18. En dernier lieu, le détournement de pouvoir allégué n’est pas établi.
19. Il résulte de ce qui précède que Mme B… n’est pas fondée à soutenir que c’est à tort que, par le jugement attaqué, le tribunal administratif de Grenoble a rejeté sa demande.
Sur les frais liés au litige :
20. Les dispositions de l’article L. 761-1 du code de justice administrative font obstacle à ce que la somme demandée à ce titre par Mme B… soit mise à la charge de la communauté de communes Bièvre Isère, qui n’est pas la partie perdante dans la présente instance.
21. Il y a lieu en revanche de mettre à la charge de Mme B… le versement à la communauté de communes Bièvre Isère d’une somme de 2 000 euros sur le fondement des mêmes dispositions.
DÉCIDE :
Article 1er : La requête de Mme B… est rejetée.
Article 2 : Mme B… versera une somme de 2 000 euros à la communauté de communes Bièvre Isère sur le fondement des dispositions de l’article L. 761-1 du code de justice administrative.
Article 3 : Le présent arrêt sera notifié à Mme A… B… et à la communauté de communes Bièvre Isère. Copie en sera adressée à la commune de Meyrieu-les-Etangs.

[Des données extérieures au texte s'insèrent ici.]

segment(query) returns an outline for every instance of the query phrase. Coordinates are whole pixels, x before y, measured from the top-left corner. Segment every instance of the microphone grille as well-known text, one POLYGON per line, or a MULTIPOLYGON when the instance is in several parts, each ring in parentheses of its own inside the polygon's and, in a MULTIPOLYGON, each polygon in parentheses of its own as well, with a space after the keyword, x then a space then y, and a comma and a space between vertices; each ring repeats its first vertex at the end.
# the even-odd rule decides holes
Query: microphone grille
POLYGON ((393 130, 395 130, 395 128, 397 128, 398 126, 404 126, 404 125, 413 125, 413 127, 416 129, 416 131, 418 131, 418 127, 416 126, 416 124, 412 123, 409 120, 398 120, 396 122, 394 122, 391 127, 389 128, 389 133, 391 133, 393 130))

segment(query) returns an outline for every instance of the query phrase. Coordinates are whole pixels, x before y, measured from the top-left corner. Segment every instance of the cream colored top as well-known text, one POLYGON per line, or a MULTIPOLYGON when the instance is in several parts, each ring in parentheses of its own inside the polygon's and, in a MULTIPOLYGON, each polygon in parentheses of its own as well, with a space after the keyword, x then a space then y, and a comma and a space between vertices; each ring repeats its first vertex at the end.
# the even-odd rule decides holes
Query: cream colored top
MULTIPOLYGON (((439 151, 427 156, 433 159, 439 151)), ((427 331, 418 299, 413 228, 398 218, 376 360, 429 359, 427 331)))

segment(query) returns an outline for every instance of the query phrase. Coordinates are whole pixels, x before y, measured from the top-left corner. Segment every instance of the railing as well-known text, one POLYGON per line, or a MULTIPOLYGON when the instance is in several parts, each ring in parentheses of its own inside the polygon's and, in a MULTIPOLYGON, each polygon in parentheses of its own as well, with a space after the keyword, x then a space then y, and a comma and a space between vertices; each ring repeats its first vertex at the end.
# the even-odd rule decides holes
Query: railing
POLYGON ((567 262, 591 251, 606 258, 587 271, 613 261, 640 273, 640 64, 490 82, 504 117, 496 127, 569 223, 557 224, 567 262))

Délibéré après l’audience du 17 février 2026 à laquelle siégeaient :
M. Kolbert, président de la cour,
Mme Mauclair, présidente assesseure,
Mme Maubon, première conseillère.
Rendu public par mise à disposition au greffe le 10 mars 2026.
La rapporteure,
A.-G. Mauclair
Le président,
E. Kolbert
La greffière,
F. Prouteau
La République mande et ordonne à la préfète de l’Isère en ce qui la concerne ou à tous commissaires de justice à ce requis en ce qui concerne les voies de droit commun contre les parties privées, de pourvoir à l’exécution de la présente décision.